Le secrétariat de la CDB à Montréal, au Canada, a déclaré que la conférence de Kunming aura lieu au troisième trimestre de 2022, mais il attend que la Chine confirme les dates. David Ainsworth, responsable de l’information pour le secrétariat, a déclaré que les préparatifs de la réunion étaient en cours, y compris des plans pour que les participants à la réunion soient isolés des résidents locaux, à l’instar du processus pour les Jeux olympiques d’hiver à Pékin en février. Il existe des dispositions pour que l’événement se déroule dans un autre endroit si un hôte doit se retirer, mais Ainsworth dit qu’il n’y a pas encore de plans officiels pour le faire. Les responsables de la conférence, y compris des représentants de la Chine, se réuniront le 19 mai pour discuter de la date et du lieu du sommet, a-t-il déclaré.

Une décision de déplacer la réunion nécessiterait l’approbation de la Chine, ce qu’il est peu probable qu’elle accepte, selon les chercheurs. Mais s’en tenir à la tenue de la réunion à Kunming pourrait la retarder davantage, en raison des verrouillages stricts de la Chine qui ont paralysé les villes. Plusieurs événements sportifs majeurs prévus plus tard cette année, dont les Jeux asiatiques à Hangzhou, ont déjà été reportés. La réunion sera probablement repoussée après septembre ou même l’année prochaine, explique Ma Keping, écologiste à l’Institut de botanique de l’Académie chinoise des sciences à Pékin.

Certains chercheurs disent que le monde devrait attendre que la Chine accueille la réunion – quand ce sera le cas – et que son leadership est important pour le succès des négociations. « Le gouvernement chinois a travaillé très dur pour préparer une telle réunion », déclare Ma. « Cela devrait arriver en Chine. »

D’autres pensent qu’il est plus important que la rencontre ait lieu cette année, que ce soit en Chine ou non. Des installations pour accueillir une telle réunion existent à Rome, Nairobi et Montréal. « N’importe lequel de ces endroits serait préférable à des retards supplémentaires indéfinis », déclare Hughes.

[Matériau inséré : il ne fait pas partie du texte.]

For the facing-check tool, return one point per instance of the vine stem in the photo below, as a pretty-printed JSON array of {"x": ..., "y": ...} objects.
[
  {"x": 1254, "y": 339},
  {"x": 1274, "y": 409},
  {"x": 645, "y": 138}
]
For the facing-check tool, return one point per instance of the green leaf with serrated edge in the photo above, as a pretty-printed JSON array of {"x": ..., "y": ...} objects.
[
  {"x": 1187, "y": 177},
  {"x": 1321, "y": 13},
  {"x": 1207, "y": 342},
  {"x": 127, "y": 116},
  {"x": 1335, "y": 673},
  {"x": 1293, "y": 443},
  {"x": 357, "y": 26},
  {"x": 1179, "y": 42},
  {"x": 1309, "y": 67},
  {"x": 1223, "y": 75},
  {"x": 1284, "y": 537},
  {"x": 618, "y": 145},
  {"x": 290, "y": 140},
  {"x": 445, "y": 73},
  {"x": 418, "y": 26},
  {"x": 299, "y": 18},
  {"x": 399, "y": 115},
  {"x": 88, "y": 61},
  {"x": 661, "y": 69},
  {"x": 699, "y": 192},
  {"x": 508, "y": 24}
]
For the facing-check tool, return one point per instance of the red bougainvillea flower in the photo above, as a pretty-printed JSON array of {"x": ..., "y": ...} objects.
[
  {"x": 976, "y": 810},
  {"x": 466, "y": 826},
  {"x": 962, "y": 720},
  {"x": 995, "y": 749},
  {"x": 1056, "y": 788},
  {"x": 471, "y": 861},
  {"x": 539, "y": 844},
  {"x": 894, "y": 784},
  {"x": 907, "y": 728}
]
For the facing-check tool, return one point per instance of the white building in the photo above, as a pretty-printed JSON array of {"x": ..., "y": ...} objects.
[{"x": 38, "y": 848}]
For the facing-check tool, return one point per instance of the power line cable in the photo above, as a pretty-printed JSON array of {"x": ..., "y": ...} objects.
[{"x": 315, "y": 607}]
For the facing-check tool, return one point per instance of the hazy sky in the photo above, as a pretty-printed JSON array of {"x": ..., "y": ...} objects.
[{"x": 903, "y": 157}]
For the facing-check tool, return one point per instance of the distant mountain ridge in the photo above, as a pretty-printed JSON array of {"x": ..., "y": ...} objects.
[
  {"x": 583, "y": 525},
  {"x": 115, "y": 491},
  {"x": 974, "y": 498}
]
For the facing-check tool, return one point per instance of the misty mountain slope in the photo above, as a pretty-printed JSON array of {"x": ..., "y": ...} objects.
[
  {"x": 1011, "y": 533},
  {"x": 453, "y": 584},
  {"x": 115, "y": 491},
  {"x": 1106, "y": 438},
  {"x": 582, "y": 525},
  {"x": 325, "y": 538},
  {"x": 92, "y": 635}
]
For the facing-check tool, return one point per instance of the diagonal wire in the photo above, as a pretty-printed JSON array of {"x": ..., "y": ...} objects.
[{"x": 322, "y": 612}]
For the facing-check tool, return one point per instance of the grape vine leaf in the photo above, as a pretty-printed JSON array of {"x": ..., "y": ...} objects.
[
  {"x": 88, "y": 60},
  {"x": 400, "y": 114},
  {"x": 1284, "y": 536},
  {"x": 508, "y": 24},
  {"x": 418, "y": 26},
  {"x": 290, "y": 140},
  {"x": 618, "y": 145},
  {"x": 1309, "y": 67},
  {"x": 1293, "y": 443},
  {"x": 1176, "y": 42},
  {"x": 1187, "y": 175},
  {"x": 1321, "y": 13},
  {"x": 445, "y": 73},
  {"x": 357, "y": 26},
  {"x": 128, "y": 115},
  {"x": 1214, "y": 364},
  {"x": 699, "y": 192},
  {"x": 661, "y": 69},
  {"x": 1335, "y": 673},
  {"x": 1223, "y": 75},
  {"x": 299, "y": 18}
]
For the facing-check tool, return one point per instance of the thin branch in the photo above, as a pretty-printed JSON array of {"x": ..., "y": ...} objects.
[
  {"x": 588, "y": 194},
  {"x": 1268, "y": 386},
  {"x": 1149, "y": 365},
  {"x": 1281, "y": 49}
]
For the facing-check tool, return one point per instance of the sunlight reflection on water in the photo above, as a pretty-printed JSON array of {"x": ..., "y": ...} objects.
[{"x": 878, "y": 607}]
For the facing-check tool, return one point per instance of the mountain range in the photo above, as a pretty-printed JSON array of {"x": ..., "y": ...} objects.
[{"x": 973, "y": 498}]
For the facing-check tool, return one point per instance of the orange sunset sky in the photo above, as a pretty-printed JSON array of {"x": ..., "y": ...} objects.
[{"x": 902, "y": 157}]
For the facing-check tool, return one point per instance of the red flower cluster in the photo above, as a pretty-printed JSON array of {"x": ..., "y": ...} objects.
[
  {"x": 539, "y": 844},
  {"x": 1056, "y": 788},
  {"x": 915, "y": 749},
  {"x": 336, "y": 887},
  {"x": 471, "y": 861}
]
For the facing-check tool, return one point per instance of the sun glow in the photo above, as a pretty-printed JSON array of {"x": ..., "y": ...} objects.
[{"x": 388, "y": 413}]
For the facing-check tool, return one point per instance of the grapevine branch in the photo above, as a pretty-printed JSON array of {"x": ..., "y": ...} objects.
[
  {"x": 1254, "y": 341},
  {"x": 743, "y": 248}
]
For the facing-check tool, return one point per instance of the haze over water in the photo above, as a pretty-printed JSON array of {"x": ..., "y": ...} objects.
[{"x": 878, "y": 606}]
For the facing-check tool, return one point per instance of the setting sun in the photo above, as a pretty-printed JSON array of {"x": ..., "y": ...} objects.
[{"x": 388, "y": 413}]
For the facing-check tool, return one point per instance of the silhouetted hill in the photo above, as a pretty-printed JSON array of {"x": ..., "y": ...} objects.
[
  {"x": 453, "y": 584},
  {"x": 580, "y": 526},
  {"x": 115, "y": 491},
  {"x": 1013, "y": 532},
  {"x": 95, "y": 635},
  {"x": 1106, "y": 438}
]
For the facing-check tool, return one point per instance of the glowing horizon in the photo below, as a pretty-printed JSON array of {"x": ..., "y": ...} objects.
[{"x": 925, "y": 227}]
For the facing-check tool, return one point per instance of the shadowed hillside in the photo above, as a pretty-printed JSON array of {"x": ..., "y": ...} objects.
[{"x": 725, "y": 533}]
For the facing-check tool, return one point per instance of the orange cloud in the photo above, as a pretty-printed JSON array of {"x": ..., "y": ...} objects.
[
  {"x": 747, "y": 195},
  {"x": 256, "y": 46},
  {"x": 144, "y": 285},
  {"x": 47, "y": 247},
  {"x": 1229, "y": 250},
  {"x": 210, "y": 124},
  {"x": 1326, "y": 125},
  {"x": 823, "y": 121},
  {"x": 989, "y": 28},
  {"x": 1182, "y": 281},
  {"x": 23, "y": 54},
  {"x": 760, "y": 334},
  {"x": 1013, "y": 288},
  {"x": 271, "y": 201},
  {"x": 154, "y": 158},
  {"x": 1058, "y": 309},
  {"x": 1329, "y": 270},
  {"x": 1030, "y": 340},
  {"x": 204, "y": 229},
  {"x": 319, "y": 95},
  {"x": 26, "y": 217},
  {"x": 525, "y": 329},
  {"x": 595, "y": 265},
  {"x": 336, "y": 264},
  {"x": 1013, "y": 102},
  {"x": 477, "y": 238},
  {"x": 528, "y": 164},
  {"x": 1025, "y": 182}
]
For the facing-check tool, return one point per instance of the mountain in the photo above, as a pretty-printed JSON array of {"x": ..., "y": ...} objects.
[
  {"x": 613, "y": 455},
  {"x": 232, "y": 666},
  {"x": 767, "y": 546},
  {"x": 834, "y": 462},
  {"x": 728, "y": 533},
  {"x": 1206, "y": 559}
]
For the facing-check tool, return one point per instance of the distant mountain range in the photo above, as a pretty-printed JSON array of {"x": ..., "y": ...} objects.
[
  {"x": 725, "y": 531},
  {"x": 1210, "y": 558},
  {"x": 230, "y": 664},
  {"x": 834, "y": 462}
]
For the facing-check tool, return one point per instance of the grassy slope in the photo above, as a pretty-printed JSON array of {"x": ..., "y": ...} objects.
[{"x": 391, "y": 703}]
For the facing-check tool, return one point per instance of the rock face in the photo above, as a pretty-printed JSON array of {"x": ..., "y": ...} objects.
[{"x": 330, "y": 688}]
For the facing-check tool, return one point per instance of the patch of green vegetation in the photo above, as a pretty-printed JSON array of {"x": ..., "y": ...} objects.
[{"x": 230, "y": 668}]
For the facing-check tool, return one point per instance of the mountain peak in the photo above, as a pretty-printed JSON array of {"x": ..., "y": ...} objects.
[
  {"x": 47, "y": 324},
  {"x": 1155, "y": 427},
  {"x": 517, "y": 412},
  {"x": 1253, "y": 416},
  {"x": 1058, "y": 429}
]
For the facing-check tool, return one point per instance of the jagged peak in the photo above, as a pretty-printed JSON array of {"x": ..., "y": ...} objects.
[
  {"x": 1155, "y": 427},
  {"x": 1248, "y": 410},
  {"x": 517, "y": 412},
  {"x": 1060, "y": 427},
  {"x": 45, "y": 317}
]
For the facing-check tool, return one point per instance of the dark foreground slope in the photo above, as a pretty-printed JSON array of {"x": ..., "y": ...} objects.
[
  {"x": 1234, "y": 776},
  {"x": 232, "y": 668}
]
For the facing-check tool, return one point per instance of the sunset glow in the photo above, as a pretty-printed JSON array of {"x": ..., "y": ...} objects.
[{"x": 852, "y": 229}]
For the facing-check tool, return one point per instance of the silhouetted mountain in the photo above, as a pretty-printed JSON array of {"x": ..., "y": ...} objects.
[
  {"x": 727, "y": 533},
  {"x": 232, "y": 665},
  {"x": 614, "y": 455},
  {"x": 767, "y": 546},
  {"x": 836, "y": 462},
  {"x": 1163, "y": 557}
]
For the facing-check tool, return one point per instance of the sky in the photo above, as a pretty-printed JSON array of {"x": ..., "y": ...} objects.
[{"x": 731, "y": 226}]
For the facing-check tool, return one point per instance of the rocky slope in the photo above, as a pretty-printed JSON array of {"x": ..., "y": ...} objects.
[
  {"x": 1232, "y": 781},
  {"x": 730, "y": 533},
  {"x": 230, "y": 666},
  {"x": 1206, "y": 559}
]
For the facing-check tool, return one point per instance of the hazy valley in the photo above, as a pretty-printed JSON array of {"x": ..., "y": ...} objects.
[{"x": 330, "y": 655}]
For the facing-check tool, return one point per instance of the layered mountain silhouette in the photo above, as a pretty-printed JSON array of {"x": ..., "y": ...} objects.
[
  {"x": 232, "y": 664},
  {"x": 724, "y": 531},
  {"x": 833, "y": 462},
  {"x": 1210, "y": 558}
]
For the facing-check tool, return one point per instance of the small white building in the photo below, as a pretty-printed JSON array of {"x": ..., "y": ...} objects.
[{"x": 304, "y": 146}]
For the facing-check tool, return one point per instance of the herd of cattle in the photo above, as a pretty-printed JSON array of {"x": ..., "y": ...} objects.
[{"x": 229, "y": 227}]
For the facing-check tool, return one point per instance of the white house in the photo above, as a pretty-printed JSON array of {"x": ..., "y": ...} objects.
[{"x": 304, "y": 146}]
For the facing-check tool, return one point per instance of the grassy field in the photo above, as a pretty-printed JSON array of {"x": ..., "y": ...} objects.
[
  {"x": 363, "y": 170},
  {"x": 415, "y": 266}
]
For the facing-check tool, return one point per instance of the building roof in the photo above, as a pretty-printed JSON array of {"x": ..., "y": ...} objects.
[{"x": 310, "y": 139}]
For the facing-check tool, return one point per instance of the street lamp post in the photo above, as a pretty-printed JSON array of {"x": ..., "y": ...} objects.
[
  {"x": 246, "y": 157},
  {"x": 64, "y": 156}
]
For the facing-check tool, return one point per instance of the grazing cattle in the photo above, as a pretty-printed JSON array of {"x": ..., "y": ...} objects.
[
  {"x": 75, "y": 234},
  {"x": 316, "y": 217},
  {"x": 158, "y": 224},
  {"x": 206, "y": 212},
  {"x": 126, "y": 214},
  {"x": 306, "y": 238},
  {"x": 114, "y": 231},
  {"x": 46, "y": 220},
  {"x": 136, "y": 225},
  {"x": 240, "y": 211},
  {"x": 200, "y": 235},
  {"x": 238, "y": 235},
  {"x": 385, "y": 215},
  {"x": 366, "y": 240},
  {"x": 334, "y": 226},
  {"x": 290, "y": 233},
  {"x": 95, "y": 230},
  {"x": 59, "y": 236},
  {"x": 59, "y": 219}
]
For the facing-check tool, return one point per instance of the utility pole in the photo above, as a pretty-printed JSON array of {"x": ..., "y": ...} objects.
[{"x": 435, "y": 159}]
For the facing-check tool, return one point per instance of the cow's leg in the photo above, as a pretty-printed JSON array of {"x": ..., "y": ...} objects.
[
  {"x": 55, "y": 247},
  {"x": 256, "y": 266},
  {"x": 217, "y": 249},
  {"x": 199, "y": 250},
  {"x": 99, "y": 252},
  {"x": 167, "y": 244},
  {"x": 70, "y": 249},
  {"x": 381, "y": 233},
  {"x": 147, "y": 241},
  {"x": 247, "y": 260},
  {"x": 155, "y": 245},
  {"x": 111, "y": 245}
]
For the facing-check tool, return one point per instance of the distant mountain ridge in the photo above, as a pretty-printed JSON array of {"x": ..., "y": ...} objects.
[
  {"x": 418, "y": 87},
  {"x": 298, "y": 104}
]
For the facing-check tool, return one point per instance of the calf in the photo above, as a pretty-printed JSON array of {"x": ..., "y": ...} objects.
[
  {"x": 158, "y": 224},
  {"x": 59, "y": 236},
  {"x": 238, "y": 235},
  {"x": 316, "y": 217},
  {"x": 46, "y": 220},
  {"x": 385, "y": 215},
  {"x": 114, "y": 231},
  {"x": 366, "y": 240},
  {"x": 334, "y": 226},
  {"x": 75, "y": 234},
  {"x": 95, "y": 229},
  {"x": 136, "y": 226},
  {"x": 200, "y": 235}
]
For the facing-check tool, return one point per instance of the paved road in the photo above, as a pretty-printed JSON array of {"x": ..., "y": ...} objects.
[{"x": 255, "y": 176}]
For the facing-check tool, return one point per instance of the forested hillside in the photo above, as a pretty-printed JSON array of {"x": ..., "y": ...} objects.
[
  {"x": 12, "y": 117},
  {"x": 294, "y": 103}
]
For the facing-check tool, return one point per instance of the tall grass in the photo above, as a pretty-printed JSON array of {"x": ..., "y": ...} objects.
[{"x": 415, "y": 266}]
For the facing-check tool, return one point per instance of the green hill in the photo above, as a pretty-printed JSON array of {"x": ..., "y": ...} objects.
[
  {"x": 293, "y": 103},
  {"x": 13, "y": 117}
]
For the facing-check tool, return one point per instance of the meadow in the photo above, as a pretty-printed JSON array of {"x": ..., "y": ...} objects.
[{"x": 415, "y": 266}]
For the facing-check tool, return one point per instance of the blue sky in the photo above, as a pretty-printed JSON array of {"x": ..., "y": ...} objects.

« Un nouveau retard envoie un signal problématique que la perte d’habitat et l’extinction des espèces peuvent attendre d’une manière ou d’une autre », déclare Li Shuo, conseiller politique chez Greenpeace Chine à Pékin.

Quels que soient le moment et le lieu de la réunion, les chercheurs affirment que le plus important est que le monde accepte des objectifs ambitieux en matière de biodiversité et les respecte. Le retard de deux ans a donné aux pays plus de temps pour élaborer le projet de cadre, mais les pays doivent encore accepter de nombreuses conditions ou trouver comment financer et contrôler le travail. Il existe « des désaccords importants sur à peu près tous les aspects de chaque objectif », déclare Anne Larigauderie, secrétaire exécutive de la Plateforme intergouvernementale scientifique et politique sur la biodiversité et les services écosystémiques à Bonn, en Allemagne. Les nations ne se réuniront à nouveau qu’une seule fois – à Nairobi, au Kenya, en juin – avant que l’accord ne soit finalisé lors du sommet de Kunming.